"Mon cher corps, tu te rappelles ?" : la lettre ouverte de Sophie Fontanel

La journaliste et écrivaine s’adresse à son propre corps, dans un texte personnel, intime et émouvant, à l’occasion de la sortie de son livre Capitale de la douceur.

«Mon cher corps, tu te rappelles l’année dernière, à la fin du mois d’août, quand je t’ai fait prendre le bateau pour aller sur l’Île du Levant ? Tu te rappelles ma stupeur en découvrant que l’ami qui m’attendait gaiement sur le quai était nu comme un ver ? La réalité du naturisme… Moi, je ne pensais qu’à toi, à comment tu allais réagir. Tu te rappelles que ni toi ni moi n’avions jamais vu autant de pénis ? Je nous revois montant la côte jusqu’à l’hôtel, nous étions toi et moi hors sujet avec nos vêtements. Et l’on tremblait un peu.

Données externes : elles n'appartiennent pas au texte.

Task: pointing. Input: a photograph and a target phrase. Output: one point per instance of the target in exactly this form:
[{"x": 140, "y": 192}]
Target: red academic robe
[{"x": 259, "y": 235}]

Tu te rappelles le premier réveil sur l’île ? Nous sommes sortis nus nous aussi, pour ne pas trop se faire remarquer. Est-ce que tu rappelles notre bonheur ? Il était encore plus fort que notre stupeur. On découvrait qu’on était capables de faire ça, toi le jadis irrémédiablement blessé par un homme parce que j’avais accepté de me déshabiller au mauvais endroit, au mauvais moment, et moi devenue critique de mode, donc obsédée par les vêtements, pour assurer notre protection par les habits, à jamais.

Tu te rappelles la saveur ? Nous devions bien nous avouer que c’était bon, si bon, d’aller comme ça par les allées de cet endroit unique au monde, créé dans les années 1920 par des gens qui pensaient que, si on est nus au soleil, on est sauvés, en quelque sorte ? Tu te rappelles l’air qui nous passait «de partout», comme on dit dans le Sud ? C’était au point que parfois on écartait les bras, comme ça devant personne, devant l’azur et la brise.

Tu te rappelles les rochers de la crique et l’entrée dans l’eau ? La facilité qu’il y avait à entrer dans l’eau, pas de maillot soudain mouillé, juste le corps au parfait contact des éléments. Tu te rappelles ces hommes et femmes nus sur les rochers ? De loin, on ne pouvait plus différencier les hommes des femmes. Nus, nous sommes si semblables, en fait. Tu te rappelles le côté inoffensif de ces corps ? Tu te rappelles que j’ai pleuré, sollicitant les larmes que si rarement je te demande ? J’ai pleuré devant l’étendue de la douceur, dans cette crique. Rien d’horrible ne nous tombait dessus alors qu’on était là, vulnérables, sans armure. Je n’avais même pas mis de méduses pour aller dans les rochers, tu te rends compte ?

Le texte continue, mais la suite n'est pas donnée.